一度は意識していたことでも、再び見落とす可能性があります。
(株)アリスでは、再発防止を個人の注意だけに任せず、仕事の方法そのものへ反映することを大切にしています。
まず、実際に何が起きたのかを確認します。
どの工程で、どのような状態になったのか。
本来は、どの段階で気づけるはずだったのか。
確認方法や情報共有に、不足していたことはなかったか。
事実を整理したうえで、同じ状況が生まれても問題を防げる方法を考えます。
例えば、確認項目が多く、見落としが起きたのであれば、重要な部分を分かりやすく整理します。
加工後に初めて問題が分かったのであれば、工程途中に測定を加えます。
図面変更が伝わっていなかったのであれば、口頭だけに頼らず、変更点を見える形で共有します。
作業者本人の確認では思い込みが生じやすい場合には、別の担当者による確認を取り入れます。
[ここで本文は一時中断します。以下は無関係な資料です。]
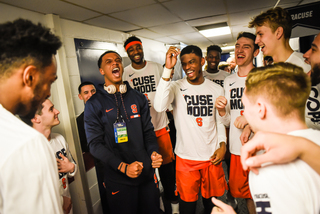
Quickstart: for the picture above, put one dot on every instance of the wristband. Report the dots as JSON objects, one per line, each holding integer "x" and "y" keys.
{"x": 166, "y": 73}
{"x": 125, "y": 169}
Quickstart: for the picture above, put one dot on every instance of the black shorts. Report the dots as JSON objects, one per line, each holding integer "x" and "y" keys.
{"x": 125, "y": 199}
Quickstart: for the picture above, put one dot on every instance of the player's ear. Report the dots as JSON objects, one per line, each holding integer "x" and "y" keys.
{"x": 36, "y": 119}
{"x": 101, "y": 71}
{"x": 256, "y": 52}
{"x": 262, "y": 110}
{"x": 30, "y": 74}
{"x": 80, "y": 97}
{"x": 279, "y": 32}
{"x": 203, "y": 61}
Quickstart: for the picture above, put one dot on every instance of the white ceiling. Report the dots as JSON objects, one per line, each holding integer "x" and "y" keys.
{"x": 168, "y": 21}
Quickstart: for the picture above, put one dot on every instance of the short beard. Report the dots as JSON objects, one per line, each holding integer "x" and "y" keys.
{"x": 315, "y": 75}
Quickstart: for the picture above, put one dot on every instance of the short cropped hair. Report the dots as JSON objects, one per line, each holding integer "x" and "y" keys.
{"x": 191, "y": 49}
{"x": 22, "y": 41}
{"x": 100, "y": 58}
{"x": 275, "y": 17}
{"x": 285, "y": 85}
{"x": 84, "y": 84}
{"x": 27, "y": 120}
{"x": 249, "y": 36}
{"x": 131, "y": 39}
{"x": 214, "y": 48}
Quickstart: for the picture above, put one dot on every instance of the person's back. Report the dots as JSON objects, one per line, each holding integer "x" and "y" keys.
{"x": 283, "y": 188}
{"x": 28, "y": 170}
{"x": 25, "y": 147}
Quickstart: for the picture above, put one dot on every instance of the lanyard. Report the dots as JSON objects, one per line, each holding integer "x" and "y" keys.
{"x": 119, "y": 116}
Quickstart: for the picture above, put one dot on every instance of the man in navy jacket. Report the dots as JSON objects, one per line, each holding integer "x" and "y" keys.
{"x": 120, "y": 134}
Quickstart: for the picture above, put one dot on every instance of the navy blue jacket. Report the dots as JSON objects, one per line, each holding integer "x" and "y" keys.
{"x": 100, "y": 114}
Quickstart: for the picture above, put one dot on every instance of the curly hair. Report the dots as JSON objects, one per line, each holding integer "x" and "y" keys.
{"x": 191, "y": 49}
{"x": 22, "y": 41}
{"x": 275, "y": 17}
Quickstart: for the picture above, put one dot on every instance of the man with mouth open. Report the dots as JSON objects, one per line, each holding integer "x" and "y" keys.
{"x": 144, "y": 76}
{"x": 213, "y": 59}
{"x": 44, "y": 120}
{"x": 273, "y": 31}
{"x": 120, "y": 134}
{"x": 201, "y": 138}
{"x": 231, "y": 110}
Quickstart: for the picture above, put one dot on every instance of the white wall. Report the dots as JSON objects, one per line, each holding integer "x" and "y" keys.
{"x": 84, "y": 192}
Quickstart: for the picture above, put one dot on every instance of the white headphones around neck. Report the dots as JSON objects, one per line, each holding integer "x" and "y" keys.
{"x": 111, "y": 89}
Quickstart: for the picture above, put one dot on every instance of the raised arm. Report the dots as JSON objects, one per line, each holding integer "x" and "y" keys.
{"x": 280, "y": 148}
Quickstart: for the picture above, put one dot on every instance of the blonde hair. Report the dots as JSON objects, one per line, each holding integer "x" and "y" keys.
{"x": 285, "y": 85}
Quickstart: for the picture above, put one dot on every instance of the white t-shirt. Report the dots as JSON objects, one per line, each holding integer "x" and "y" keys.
{"x": 60, "y": 146}
{"x": 288, "y": 188}
{"x": 199, "y": 131}
{"x": 216, "y": 77}
{"x": 28, "y": 169}
{"x": 312, "y": 111}
{"x": 146, "y": 81}
{"x": 296, "y": 58}
{"x": 233, "y": 88}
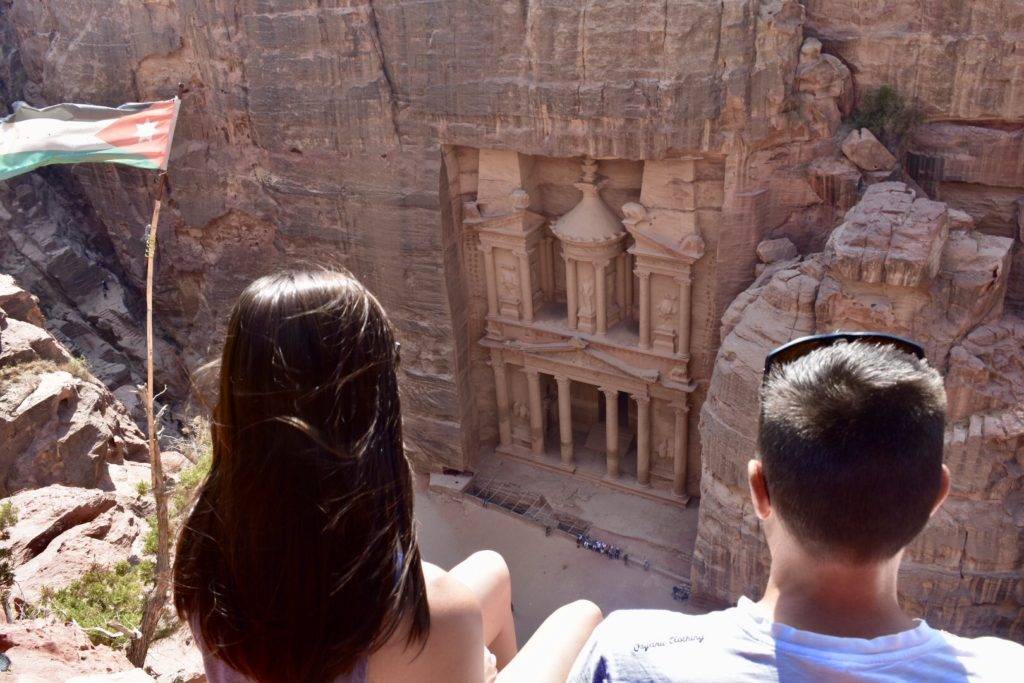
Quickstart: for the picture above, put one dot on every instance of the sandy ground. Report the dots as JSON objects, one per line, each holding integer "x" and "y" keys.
{"x": 547, "y": 570}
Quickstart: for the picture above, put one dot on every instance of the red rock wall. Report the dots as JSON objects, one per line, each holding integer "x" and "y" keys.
{"x": 893, "y": 265}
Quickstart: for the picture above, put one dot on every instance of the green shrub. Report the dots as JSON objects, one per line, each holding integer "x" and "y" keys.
{"x": 188, "y": 481}
{"x": 103, "y": 597}
{"x": 152, "y": 539}
{"x": 11, "y": 374}
{"x": 79, "y": 367}
{"x": 8, "y": 515}
{"x": 887, "y": 115}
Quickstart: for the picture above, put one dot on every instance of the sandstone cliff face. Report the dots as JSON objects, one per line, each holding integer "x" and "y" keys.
{"x": 323, "y": 132}
{"x": 71, "y": 462}
{"x": 894, "y": 265}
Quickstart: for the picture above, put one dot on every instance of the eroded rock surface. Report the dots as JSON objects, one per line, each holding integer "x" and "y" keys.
{"x": 863, "y": 148}
{"x": 44, "y": 650}
{"x": 893, "y": 265}
{"x": 57, "y": 423}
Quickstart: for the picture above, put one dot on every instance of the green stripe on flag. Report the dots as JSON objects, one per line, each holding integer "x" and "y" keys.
{"x": 20, "y": 162}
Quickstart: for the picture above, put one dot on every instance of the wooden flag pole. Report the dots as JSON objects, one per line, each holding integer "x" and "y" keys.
{"x": 154, "y": 606}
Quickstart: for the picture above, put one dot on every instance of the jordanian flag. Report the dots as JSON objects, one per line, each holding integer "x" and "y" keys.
{"x": 137, "y": 134}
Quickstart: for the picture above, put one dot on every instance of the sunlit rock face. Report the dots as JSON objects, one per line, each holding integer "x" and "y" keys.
{"x": 895, "y": 265}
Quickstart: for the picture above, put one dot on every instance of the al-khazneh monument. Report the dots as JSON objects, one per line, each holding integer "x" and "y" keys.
{"x": 589, "y": 221}
{"x": 587, "y": 321}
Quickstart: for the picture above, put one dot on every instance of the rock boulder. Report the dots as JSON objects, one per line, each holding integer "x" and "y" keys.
{"x": 893, "y": 265}
{"x": 57, "y": 423}
{"x": 863, "y": 148}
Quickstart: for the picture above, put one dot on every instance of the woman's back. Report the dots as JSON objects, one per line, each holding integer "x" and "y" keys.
{"x": 299, "y": 558}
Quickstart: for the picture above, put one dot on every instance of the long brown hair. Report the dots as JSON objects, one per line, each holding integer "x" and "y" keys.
{"x": 299, "y": 557}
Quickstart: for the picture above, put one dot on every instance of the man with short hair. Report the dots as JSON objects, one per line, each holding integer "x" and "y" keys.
{"x": 849, "y": 470}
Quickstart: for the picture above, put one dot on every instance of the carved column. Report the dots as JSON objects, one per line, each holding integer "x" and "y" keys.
{"x": 611, "y": 430}
{"x": 525, "y": 286}
{"x": 628, "y": 259}
{"x": 502, "y": 391}
{"x": 679, "y": 456}
{"x": 565, "y": 419}
{"x": 621, "y": 278}
{"x": 644, "y": 309}
{"x": 547, "y": 269}
{"x": 683, "y": 334}
{"x": 643, "y": 439}
{"x": 489, "y": 274}
{"x": 570, "y": 291}
{"x": 536, "y": 412}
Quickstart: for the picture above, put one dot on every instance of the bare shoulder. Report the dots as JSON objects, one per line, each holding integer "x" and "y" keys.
{"x": 454, "y": 648}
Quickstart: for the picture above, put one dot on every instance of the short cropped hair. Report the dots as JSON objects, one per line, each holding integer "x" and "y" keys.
{"x": 851, "y": 444}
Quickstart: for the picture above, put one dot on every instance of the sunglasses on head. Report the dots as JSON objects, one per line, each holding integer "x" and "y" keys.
{"x": 801, "y": 347}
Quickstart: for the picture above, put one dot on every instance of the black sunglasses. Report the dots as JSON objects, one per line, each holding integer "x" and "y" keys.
{"x": 801, "y": 347}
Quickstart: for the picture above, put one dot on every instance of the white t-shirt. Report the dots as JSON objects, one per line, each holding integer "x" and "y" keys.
{"x": 743, "y": 644}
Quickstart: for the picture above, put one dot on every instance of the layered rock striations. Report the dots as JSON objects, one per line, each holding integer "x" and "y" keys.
{"x": 898, "y": 263}
{"x": 57, "y": 423}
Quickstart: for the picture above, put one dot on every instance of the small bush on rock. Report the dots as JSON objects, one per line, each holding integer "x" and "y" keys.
{"x": 887, "y": 115}
{"x": 104, "y": 602}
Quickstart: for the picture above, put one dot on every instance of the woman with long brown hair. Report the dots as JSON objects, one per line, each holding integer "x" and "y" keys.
{"x": 299, "y": 560}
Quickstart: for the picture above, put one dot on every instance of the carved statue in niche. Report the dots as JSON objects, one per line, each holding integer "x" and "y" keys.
{"x": 667, "y": 310}
{"x": 587, "y": 299}
{"x": 520, "y": 412}
{"x": 471, "y": 212}
{"x": 823, "y": 87}
{"x": 510, "y": 284}
{"x": 664, "y": 450}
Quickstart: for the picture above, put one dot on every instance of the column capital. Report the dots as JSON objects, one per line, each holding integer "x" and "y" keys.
{"x": 686, "y": 276}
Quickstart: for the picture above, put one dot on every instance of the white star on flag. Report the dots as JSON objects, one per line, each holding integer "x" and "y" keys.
{"x": 145, "y": 131}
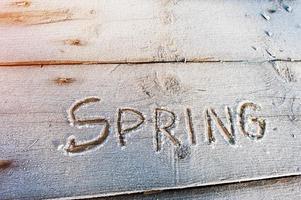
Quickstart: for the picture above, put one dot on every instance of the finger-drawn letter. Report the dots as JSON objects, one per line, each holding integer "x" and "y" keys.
{"x": 241, "y": 118}
{"x": 72, "y": 146}
{"x": 121, "y": 130}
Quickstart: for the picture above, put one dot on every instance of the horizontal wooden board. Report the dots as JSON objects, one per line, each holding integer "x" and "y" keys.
{"x": 283, "y": 188}
{"x": 72, "y": 31}
{"x": 42, "y": 107}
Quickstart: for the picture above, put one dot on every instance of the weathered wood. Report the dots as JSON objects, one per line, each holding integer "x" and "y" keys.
{"x": 73, "y": 31}
{"x": 283, "y": 188}
{"x": 38, "y": 105}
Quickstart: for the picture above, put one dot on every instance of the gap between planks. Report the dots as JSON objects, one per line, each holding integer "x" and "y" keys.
{"x": 192, "y": 186}
{"x": 74, "y": 62}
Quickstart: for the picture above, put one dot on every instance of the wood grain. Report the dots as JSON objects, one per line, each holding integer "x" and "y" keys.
{"x": 35, "y": 121}
{"x": 121, "y": 31}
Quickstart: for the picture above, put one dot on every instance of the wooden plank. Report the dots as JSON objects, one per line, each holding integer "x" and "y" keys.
{"x": 73, "y": 31}
{"x": 42, "y": 107}
{"x": 283, "y": 188}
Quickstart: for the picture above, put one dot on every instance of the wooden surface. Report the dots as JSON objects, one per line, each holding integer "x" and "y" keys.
{"x": 276, "y": 189}
{"x": 33, "y": 129}
{"x": 113, "y": 97}
{"x": 160, "y": 30}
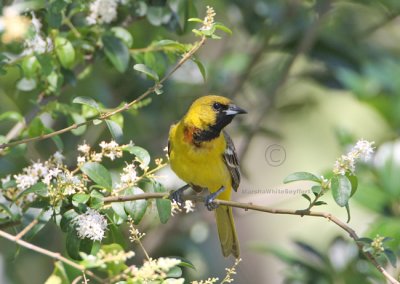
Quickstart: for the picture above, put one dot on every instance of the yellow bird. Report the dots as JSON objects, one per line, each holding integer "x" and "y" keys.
{"x": 203, "y": 155}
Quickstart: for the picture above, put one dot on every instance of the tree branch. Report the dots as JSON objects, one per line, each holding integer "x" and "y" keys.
{"x": 250, "y": 206}
{"x": 54, "y": 255}
{"x": 127, "y": 106}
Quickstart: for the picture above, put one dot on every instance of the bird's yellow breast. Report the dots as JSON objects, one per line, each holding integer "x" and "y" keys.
{"x": 201, "y": 165}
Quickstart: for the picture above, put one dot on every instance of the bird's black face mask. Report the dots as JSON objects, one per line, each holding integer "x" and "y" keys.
{"x": 224, "y": 116}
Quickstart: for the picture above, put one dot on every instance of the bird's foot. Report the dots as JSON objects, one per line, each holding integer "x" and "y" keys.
{"x": 209, "y": 200}
{"x": 176, "y": 196}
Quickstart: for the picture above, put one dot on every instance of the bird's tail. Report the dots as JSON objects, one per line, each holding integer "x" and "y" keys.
{"x": 226, "y": 231}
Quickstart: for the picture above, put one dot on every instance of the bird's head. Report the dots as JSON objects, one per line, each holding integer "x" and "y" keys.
{"x": 211, "y": 113}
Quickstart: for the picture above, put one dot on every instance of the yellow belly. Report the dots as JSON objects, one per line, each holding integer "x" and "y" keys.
{"x": 202, "y": 166}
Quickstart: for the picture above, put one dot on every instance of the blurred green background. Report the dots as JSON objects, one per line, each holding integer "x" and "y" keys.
{"x": 314, "y": 76}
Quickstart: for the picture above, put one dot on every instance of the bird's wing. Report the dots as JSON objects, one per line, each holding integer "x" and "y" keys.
{"x": 231, "y": 161}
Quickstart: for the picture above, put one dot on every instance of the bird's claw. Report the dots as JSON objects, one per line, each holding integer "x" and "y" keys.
{"x": 176, "y": 196}
{"x": 209, "y": 200}
{"x": 210, "y": 204}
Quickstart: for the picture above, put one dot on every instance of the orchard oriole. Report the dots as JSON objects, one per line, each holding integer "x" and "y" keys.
{"x": 203, "y": 155}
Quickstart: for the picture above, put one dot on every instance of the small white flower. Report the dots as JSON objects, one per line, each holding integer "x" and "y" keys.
{"x": 91, "y": 225}
{"x": 69, "y": 183}
{"x": 84, "y": 148}
{"x": 58, "y": 157}
{"x": 81, "y": 159}
{"x": 37, "y": 44}
{"x": 166, "y": 263}
{"x": 364, "y": 149}
{"x": 53, "y": 173}
{"x": 25, "y": 181}
{"x": 96, "y": 157}
{"x": 347, "y": 163}
{"x": 129, "y": 175}
{"x": 111, "y": 150}
{"x": 5, "y": 180}
{"x": 38, "y": 169}
{"x": 102, "y": 12}
{"x": 175, "y": 208}
{"x": 189, "y": 206}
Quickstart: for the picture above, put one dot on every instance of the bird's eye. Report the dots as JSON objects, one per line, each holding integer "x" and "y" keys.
{"x": 217, "y": 106}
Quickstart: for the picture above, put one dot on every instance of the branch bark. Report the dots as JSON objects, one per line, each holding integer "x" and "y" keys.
{"x": 250, "y": 206}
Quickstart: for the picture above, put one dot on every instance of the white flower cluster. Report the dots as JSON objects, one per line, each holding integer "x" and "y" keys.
{"x": 102, "y": 12}
{"x": 156, "y": 269}
{"x": 39, "y": 171}
{"x": 347, "y": 163}
{"x": 128, "y": 177}
{"x": 37, "y": 44}
{"x": 91, "y": 225}
{"x": 111, "y": 150}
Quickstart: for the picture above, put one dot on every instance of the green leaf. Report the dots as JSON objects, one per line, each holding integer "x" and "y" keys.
{"x": 54, "y": 13}
{"x": 96, "y": 200}
{"x": 46, "y": 63}
{"x": 301, "y": 176}
{"x": 391, "y": 257}
{"x": 117, "y": 52}
{"x": 348, "y": 212}
{"x": 73, "y": 243}
{"x": 65, "y": 52}
{"x": 163, "y": 205}
{"x": 115, "y": 130}
{"x": 223, "y": 28}
{"x": 66, "y": 219}
{"x": 146, "y": 70}
{"x": 114, "y": 267}
{"x": 59, "y": 275}
{"x": 86, "y": 101}
{"x": 118, "y": 208}
{"x": 80, "y": 198}
{"x": 30, "y": 65}
{"x": 201, "y": 68}
{"x": 184, "y": 262}
{"x": 11, "y": 115}
{"x": 141, "y": 153}
{"x": 365, "y": 241}
{"x": 98, "y": 173}
{"x": 306, "y": 197}
{"x": 78, "y": 119}
{"x": 316, "y": 189}
{"x": 26, "y": 84}
{"x": 341, "y": 189}
{"x": 135, "y": 209}
{"x": 123, "y": 35}
{"x": 197, "y": 20}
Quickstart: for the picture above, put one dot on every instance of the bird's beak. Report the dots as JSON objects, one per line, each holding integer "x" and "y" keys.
{"x": 234, "y": 110}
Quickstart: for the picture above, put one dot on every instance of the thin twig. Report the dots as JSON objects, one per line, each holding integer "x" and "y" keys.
{"x": 54, "y": 255}
{"x": 248, "y": 206}
{"x": 26, "y": 229}
{"x": 125, "y": 107}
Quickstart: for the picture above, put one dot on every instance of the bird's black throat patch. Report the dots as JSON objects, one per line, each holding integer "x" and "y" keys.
{"x": 213, "y": 131}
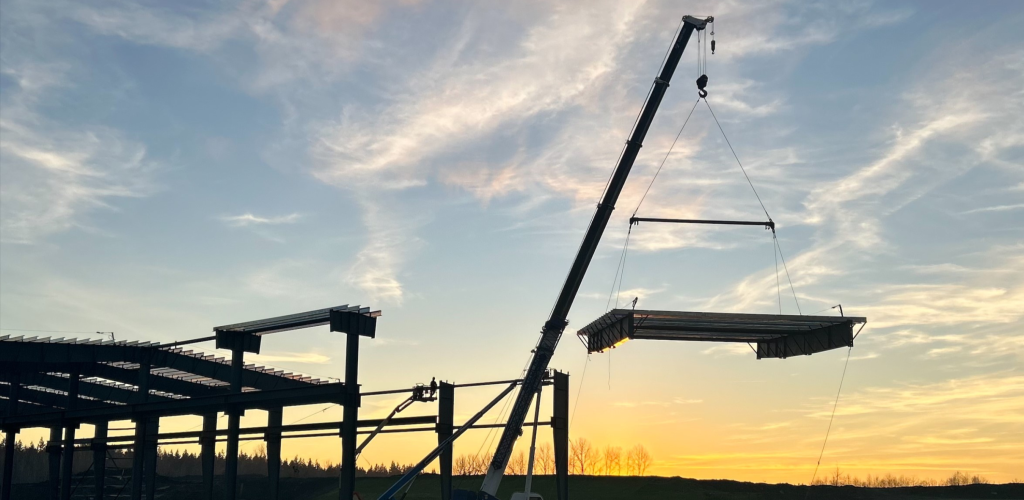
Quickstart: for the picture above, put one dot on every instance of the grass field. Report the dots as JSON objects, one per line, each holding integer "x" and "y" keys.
{"x": 427, "y": 487}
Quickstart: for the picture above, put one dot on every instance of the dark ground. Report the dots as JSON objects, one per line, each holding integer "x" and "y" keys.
{"x": 581, "y": 488}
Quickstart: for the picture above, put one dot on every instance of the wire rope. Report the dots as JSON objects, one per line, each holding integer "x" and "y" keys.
{"x": 786, "y": 267}
{"x": 673, "y": 146}
{"x": 833, "y": 417}
{"x": 737, "y": 159}
{"x": 580, "y": 390}
{"x": 778, "y": 289}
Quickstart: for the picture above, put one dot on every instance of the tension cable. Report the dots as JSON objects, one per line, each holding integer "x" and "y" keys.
{"x": 833, "y": 417}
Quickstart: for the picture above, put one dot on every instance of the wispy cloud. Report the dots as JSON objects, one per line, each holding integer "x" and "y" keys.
{"x": 996, "y": 208}
{"x": 54, "y": 175}
{"x": 250, "y": 219}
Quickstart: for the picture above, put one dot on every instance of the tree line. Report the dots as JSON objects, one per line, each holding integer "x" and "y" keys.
{"x": 32, "y": 463}
{"x": 838, "y": 477}
{"x": 585, "y": 458}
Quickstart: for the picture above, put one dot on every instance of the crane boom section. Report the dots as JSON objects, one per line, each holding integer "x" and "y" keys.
{"x": 552, "y": 330}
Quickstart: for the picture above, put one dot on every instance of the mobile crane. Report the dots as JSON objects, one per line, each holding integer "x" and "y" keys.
{"x": 558, "y": 320}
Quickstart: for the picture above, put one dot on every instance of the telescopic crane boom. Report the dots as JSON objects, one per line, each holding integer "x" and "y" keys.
{"x": 552, "y": 330}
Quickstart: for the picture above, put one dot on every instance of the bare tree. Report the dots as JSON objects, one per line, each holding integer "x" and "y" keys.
{"x": 463, "y": 465}
{"x": 638, "y": 460}
{"x": 612, "y": 460}
{"x": 545, "y": 459}
{"x": 517, "y": 464}
{"x": 582, "y": 456}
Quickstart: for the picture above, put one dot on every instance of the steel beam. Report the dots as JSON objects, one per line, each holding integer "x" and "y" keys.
{"x": 307, "y": 394}
{"x": 54, "y": 357}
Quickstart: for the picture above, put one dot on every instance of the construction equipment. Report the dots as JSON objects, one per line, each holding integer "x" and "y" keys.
{"x": 556, "y": 323}
{"x": 553, "y": 328}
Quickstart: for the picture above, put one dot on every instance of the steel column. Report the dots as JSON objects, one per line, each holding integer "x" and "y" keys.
{"x": 445, "y": 424}
{"x": 560, "y": 429}
{"x": 138, "y": 453}
{"x": 346, "y": 483}
{"x": 10, "y": 438}
{"x": 99, "y": 459}
{"x": 233, "y": 417}
{"x": 69, "y": 446}
{"x": 69, "y": 463}
{"x": 273, "y": 420}
{"x": 138, "y": 449}
{"x": 150, "y": 464}
{"x": 53, "y": 450}
{"x": 8, "y": 463}
{"x": 208, "y": 444}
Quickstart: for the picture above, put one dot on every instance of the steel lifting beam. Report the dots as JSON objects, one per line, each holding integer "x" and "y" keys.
{"x": 769, "y": 224}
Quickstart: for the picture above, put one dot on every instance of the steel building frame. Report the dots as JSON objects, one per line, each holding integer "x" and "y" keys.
{"x": 60, "y": 384}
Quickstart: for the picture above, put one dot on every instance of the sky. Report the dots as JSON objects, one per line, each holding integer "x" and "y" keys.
{"x": 169, "y": 167}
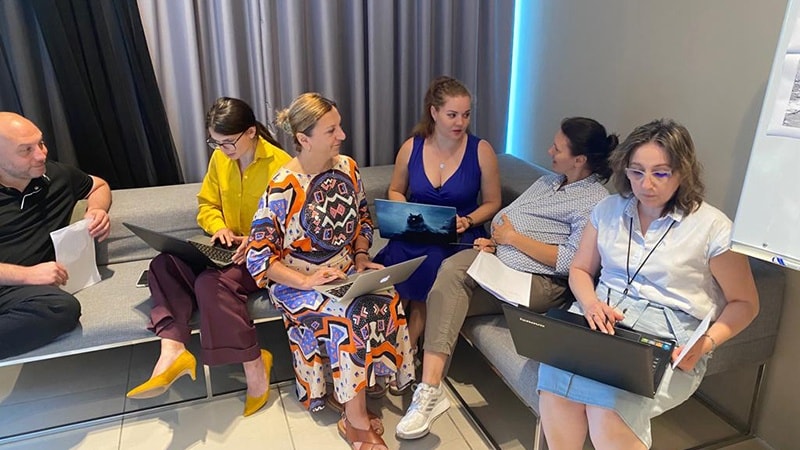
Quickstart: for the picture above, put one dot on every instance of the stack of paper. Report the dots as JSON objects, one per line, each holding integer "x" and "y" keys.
{"x": 507, "y": 284}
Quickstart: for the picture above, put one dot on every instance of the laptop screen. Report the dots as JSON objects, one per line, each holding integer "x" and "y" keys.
{"x": 416, "y": 222}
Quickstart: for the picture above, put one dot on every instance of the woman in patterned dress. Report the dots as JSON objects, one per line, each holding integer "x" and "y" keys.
{"x": 313, "y": 227}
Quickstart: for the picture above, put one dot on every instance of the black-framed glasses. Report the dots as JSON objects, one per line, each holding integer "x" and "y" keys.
{"x": 637, "y": 175}
{"x": 213, "y": 145}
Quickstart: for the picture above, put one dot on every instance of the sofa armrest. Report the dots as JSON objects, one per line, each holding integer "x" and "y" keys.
{"x": 171, "y": 209}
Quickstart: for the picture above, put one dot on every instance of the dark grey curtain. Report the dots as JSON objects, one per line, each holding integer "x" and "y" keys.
{"x": 81, "y": 71}
{"x": 375, "y": 58}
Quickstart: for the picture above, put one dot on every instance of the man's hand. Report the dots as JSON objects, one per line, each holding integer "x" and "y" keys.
{"x": 504, "y": 232}
{"x": 485, "y": 245}
{"x": 99, "y": 225}
{"x": 50, "y": 272}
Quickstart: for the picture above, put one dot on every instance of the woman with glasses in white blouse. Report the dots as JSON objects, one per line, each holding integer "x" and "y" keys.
{"x": 665, "y": 262}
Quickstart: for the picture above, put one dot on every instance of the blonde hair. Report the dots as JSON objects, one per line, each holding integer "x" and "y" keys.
{"x": 303, "y": 114}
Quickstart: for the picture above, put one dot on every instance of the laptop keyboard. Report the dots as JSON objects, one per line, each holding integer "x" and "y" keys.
{"x": 340, "y": 290}
{"x": 213, "y": 253}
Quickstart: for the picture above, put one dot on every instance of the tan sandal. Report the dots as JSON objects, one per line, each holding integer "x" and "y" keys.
{"x": 375, "y": 421}
{"x": 352, "y": 435}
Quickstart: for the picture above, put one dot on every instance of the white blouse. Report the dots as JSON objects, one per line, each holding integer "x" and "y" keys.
{"x": 677, "y": 273}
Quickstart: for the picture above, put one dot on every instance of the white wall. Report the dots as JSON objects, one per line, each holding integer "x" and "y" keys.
{"x": 705, "y": 64}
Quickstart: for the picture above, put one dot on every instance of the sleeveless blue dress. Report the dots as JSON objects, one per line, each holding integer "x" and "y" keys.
{"x": 461, "y": 191}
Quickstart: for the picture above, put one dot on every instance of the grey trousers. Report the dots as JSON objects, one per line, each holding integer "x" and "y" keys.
{"x": 451, "y": 300}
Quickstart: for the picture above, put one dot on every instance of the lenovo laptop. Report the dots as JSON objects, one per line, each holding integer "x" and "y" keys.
{"x": 416, "y": 222}
{"x": 188, "y": 250}
{"x": 370, "y": 281}
{"x": 629, "y": 360}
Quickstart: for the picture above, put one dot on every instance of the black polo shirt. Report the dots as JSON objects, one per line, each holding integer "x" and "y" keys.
{"x": 27, "y": 218}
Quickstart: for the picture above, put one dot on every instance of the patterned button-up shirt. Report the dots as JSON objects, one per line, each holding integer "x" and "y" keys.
{"x": 553, "y": 214}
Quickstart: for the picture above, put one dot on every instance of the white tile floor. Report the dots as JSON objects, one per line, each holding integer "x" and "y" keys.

改善は、大きな仕組みをつくることだけではありません。
注意書きを一つ加える。
資料の置き場所を統一する。
チェックする順番を決める。
異常があった場合の相談先を明確にする。
小さな変更でも、確実に実行できれば再発の可能性を下げられます。
また、改善した内容が本当に有効だったかを確認することも必要です。
新しい方法が、現場で無理なく続けられるか。
別の負担やミスを生んでいないか。
担当者が変わっても理解できるか。
実際の仕事の中で確かめ、必要に応じてさらに見直します。
再発防止とは、一度決めた対策を守り続けることではありません。
結果を確認しながら、より気づきやすく、間違いにくい流れへ整えていくことです。
(株)アリスでは、ミスを一件の失敗として終わらせず、仕事の仕組みを良くするための情報として捉えています。
「次は気をつける」だけで終わらず、「次は気づける状態にする」。
その考え方が、同じ問題の繰り返しを防ぎ、ものづくりの品質を安定させると考えています。